AS BILL CLINTON wound up his big health-care sermon on Capitol Hill last month, Sen. Ted Kennedy rushed to shake his hand.
"I've waited a long time to hear a president of the United States make that speech," Kennedy gushed. "This is my issue."
Clinton can bank on Kennedy's help in pushing his national health-care scheme. For 25 years, after all, Doc Kennedy's home remedy for the American medical system has been to have Big Brother take over the whole thing. The Clinton plan doesn't go quite that far. But anyone with a plan to make government bigger, feed it more money, or give it more power can usually count on having Ted Kennedy for an ally.
Bill and Hillary Clinton have been downplaying the government price controls built into their health plan. But Ted has never downplayed his appetite for federal control: When he ran for president, he vowed to "impose . . . mandatory controls, as long as necessary, across the board -- not only on prices and wages, but also profits, dividends, interest rates, and rent."
Poking around in Kennedy's record back in 1982, during his fourth re-election campaign, I uncovered a telling statistic: Of 394 government agencies, bureaus, and commissions considered by Congress since Kennedy had entered the Senate, he'd voted against . . . two. Two! Let somebody hatch an idea for swelling the federal government, and Ted Kennedy becomes the Ado Annie of the U.S. Congress: He's just a senator who cain't say no.
So how does he react when somebody -- especially a Democratic somebody -- hatches an idea to shrink the government?
Vice President Al Gore is the point man on the Clinton administration's "Reinventing Government" blueprint to carve $110 billion out of the federal behemoth by making it less wasteful and more efficient. Can he can expect the same kind of arm-pumping enthusiasm for his leaner-government plan that his old Senate colleague is showing the Clintons for their fatter-government plan? Or if not enthusiasm, at least lip service?
One way to find out is to ask. I phoned Kennedy's press aide to get a copy of any statements or speeches the senator had issued on the subject of "Reinventing Government." Since Kennedy's office seems to put out statements on everything - Somalia, male-pattern baldness, the new Victoria's Secret catalog, you name it -- he must have had something to say about Gore's big project. The aide said she'd fax the material right over.

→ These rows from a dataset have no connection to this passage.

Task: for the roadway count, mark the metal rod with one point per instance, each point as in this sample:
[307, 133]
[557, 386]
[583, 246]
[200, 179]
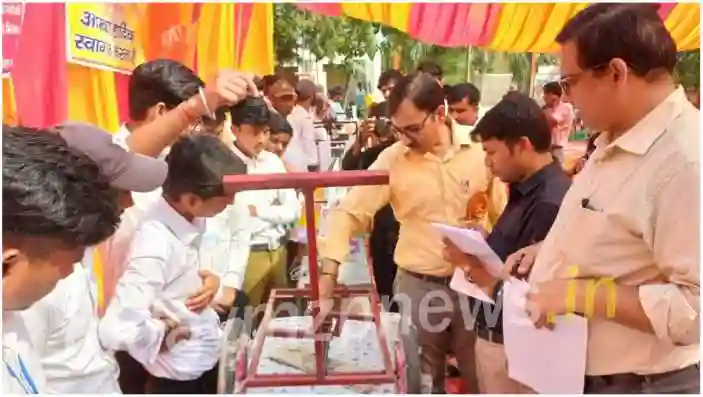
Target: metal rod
[309, 194]
[345, 379]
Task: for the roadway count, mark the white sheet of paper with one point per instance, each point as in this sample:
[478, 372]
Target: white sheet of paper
[459, 283]
[472, 242]
[548, 361]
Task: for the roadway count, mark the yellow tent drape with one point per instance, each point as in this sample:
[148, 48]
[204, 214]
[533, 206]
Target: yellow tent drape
[92, 97]
[9, 107]
[684, 24]
[215, 39]
[395, 15]
[257, 56]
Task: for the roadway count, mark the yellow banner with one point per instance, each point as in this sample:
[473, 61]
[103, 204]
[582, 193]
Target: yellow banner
[103, 35]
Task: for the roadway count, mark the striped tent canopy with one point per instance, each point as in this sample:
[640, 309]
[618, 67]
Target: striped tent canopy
[44, 90]
[515, 27]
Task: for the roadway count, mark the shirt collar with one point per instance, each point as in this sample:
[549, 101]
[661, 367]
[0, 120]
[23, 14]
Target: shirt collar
[249, 161]
[185, 231]
[460, 139]
[537, 179]
[638, 139]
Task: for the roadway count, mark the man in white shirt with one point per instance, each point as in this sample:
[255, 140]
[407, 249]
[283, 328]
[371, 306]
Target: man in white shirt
[55, 204]
[271, 210]
[179, 348]
[64, 324]
[155, 87]
[302, 150]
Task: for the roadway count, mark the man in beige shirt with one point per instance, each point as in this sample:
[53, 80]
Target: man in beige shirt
[624, 249]
[433, 178]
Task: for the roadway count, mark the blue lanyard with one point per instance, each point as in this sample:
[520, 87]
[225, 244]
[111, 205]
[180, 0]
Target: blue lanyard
[23, 378]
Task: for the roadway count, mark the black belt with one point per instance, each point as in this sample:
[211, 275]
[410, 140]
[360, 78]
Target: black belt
[597, 382]
[263, 247]
[489, 335]
[431, 279]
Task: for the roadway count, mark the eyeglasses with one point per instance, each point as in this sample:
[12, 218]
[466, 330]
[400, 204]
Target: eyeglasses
[385, 89]
[570, 80]
[410, 129]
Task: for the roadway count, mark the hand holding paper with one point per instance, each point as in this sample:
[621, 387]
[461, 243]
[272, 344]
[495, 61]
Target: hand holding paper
[548, 361]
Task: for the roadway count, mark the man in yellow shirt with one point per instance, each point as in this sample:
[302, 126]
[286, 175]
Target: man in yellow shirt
[433, 178]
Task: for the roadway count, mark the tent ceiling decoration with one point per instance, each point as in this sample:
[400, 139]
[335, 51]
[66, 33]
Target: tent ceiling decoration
[514, 27]
[46, 89]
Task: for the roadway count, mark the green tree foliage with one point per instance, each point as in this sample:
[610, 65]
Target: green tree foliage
[325, 37]
[688, 69]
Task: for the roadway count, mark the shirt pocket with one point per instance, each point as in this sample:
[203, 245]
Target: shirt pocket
[585, 241]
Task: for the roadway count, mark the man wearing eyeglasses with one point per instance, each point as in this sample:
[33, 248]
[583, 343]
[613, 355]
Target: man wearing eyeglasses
[630, 224]
[433, 177]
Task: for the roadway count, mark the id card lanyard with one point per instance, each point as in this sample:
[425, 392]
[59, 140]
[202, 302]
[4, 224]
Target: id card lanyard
[23, 377]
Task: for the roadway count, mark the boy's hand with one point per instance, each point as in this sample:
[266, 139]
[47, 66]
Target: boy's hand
[202, 299]
[173, 334]
[226, 301]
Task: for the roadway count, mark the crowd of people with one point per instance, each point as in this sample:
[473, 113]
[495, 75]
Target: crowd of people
[124, 253]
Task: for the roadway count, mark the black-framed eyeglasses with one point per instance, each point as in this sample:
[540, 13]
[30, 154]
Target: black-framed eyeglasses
[568, 81]
[413, 129]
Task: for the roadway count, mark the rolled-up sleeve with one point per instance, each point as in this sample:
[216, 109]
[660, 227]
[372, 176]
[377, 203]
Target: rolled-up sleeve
[355, 213]
[128, 323]
[497, 200]
[674, 238]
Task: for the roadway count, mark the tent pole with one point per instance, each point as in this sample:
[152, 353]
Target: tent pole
[469, 58]
[533, 71]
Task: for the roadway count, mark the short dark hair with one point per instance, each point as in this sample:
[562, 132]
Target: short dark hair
[279, 124]
[269, 80]
[52, 191]
[197, 164]
[553, 87]
[335, 91]
[514, 117]
[431, 68]
[632, 32]
[251, 111]
[456, 93]
[387, 76]
[162, 80]
[421, 89]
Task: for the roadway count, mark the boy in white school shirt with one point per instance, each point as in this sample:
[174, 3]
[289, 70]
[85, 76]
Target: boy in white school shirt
[64, 324]
[271, 210]
[148, 316]
[55, 204]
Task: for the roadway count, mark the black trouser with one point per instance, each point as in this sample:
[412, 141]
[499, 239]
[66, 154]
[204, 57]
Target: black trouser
[205, 384]
[682, 381]
[133, 377]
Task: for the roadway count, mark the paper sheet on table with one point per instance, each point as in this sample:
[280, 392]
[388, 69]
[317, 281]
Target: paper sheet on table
[459, 283]
[472, 242]
[548, 361]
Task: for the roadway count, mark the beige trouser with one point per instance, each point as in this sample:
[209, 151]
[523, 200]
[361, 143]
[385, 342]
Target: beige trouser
[265, 270]
[431, 305]
[492, 370]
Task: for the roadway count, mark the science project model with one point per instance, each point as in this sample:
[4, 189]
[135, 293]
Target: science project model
[396, 370]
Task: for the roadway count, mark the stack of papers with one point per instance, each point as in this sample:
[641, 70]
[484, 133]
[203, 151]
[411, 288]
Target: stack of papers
[471, 242]
[548, 361]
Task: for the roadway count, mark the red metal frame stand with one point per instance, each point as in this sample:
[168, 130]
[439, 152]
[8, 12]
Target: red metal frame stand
[323, 329]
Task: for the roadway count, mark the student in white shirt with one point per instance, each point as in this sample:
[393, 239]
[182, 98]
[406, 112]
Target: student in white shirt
[64, 324]
[148, 316]
[302, 150]
[55, 204]
[165, 103]
[271, 210]
[155, 87]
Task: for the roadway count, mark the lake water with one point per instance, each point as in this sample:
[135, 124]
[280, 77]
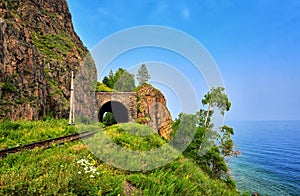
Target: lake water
[270, 159]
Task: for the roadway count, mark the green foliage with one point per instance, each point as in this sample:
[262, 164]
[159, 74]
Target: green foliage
[71, 169]
[216, 98]
[54, 46]
[101, 87]
[143, 75]
[122, 80]
[109, 119]
[23, 132]
[129, 136]
[209, 148]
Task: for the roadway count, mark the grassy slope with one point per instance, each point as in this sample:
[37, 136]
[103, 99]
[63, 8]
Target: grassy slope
[57, 170]
[23, 132]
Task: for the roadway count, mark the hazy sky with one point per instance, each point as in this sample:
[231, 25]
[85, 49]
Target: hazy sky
[256, 44]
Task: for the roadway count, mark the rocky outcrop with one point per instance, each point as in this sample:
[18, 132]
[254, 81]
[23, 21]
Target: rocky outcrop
[38, 51]
[153, 111]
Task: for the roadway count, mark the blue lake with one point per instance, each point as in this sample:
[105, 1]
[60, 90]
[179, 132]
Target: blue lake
[270, 159]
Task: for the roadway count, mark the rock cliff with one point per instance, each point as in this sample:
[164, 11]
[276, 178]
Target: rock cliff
[152, 110]
[38, 50]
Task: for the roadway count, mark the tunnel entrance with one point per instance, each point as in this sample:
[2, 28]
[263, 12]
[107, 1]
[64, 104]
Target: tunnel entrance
[118, 110]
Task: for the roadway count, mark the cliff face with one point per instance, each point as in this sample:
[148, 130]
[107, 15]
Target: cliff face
[38, 51]
[152, 110]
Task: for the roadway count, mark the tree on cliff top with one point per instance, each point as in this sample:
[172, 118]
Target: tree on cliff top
[122, 80]
[143, 75]
[216, 98]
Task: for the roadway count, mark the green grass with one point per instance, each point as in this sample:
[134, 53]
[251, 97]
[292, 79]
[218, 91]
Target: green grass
[71, 169]
[23, 132]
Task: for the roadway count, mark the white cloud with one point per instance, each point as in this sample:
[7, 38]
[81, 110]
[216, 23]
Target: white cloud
[185, 13]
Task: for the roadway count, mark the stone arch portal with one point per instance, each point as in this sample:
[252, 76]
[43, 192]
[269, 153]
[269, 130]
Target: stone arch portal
[119, 111]
[122, 104]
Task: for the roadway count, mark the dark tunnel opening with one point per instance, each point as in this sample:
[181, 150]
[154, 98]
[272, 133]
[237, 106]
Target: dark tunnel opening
[118, 110]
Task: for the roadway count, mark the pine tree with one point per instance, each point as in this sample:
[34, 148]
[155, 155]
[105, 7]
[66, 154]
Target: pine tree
[143, 75]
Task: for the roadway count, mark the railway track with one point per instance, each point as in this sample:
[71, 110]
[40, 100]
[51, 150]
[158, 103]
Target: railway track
[46, 143]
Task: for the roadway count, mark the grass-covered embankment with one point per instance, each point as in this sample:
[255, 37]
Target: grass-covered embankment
[71, 169]
[16, 133]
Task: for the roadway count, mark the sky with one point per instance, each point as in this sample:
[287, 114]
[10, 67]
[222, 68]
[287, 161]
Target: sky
[255, 44]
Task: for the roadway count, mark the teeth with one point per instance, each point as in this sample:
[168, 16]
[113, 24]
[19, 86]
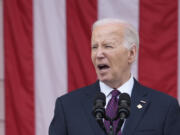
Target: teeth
[103, 66]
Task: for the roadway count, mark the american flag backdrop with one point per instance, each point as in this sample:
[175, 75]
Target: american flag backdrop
[45, 52]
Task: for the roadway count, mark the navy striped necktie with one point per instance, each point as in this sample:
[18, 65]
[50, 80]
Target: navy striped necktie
[111, 110]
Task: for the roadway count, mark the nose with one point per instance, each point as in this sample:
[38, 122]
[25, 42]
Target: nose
[100, 53]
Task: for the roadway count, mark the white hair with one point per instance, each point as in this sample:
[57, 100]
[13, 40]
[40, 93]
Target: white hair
[131, 36]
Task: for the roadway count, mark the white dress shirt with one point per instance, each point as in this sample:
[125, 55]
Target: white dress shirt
[125, 88]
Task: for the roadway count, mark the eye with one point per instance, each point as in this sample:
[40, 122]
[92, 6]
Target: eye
[108, 46]
[93, 46]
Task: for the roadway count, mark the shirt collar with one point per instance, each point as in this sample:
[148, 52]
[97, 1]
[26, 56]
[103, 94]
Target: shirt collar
[125, 88]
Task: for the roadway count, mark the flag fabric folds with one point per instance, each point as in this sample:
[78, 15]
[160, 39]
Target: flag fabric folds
[47, 52]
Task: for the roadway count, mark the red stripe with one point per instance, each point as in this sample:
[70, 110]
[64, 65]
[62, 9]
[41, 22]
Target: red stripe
[19, 72]
[80, 16]
[158, 45]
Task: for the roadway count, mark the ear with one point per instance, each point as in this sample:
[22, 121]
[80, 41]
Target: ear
[132, 54]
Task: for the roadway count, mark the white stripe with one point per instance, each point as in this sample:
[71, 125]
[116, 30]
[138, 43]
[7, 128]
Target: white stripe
[179, 50]
[50, 59]
[123, 9]
[2, 116]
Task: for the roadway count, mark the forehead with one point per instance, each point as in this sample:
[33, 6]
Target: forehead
[108, 31]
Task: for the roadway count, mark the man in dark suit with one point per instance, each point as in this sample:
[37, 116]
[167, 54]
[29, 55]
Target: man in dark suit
[114, 49]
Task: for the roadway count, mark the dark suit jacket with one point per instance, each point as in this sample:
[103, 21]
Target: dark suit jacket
[159, 115]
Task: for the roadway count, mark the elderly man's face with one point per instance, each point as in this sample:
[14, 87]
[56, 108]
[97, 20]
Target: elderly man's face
[111, 59]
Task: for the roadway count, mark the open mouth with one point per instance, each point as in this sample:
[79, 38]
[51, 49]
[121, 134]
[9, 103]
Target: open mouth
[103, 66]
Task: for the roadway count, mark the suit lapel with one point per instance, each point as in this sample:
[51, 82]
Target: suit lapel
[87, 104]
[139, 104]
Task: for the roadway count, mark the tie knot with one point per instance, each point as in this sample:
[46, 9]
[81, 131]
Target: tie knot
[115, 93]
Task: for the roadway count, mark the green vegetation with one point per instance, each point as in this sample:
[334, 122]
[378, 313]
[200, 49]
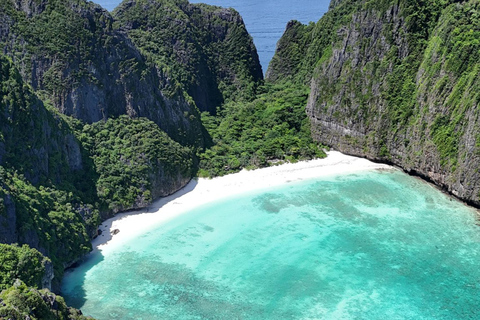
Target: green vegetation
[58, 219]
[132, 157]
[273, 128]
[21, 302]
[21, 263]
[392, 70]
[206, 51]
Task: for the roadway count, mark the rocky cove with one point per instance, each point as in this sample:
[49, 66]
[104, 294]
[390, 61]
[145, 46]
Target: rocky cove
[103, 112]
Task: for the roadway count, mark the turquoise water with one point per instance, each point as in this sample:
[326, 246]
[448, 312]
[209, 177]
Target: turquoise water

But whatever kind words Kennedy might say about downsizing government, his actions speak louder.
Last month, for instance, the Federal Deposit Insurance Corp. announced some fairly dramatic downsizing plans. With the economy improving, bank failures -- which had soared alarmingly over the past decade -- are now few and far between. The FDIC's liquidation division can safely be cut in half, Chairman Andrew Hove said. Some 3,000 employees would be let go; the 22 regional offices would be consolidated into seven.
In Massachusetts, that would mean closing the Westborough and Franklin offices over the next three years, and gradually laying off about 900 workers (all of whom would receive outplacement services, and most of whom had only been hired temporarily to begin with). By 1997, the taxpayers would have saved $430 million
Good news? Not to Kennedy. He may not fret when Digital lays off 20,000 employees in a single year, or when Grossman's decides to shut 22 stores. But reduce the government's payroll? Eliminate superfluous federal jobs? Over his dead body.
Kennedy twisted arms at the FDIC. Within three weeks, the agency reversed itself. "FDIC decides to eliminate layoff plans" ran the headline in the local paper. Below it, in a box, was Kennedy's comment:
"I'm very pleased that the agency has revised its plan for these ill-considered layoffs. This is welcome news . . ."
Only to someone to whom the idea of moderation in government is abhorrent.
Which brings us back to Kennedy's thoughts on "Reinventing Government."
The press aide called back the next day.
"We can't find any formal text or written statement," she reported, sounding a little sheepish. "Apparently, the senator has not said anything on the subject."
(Jeff Jacoby is the Boston Herald's chief editorial writer.)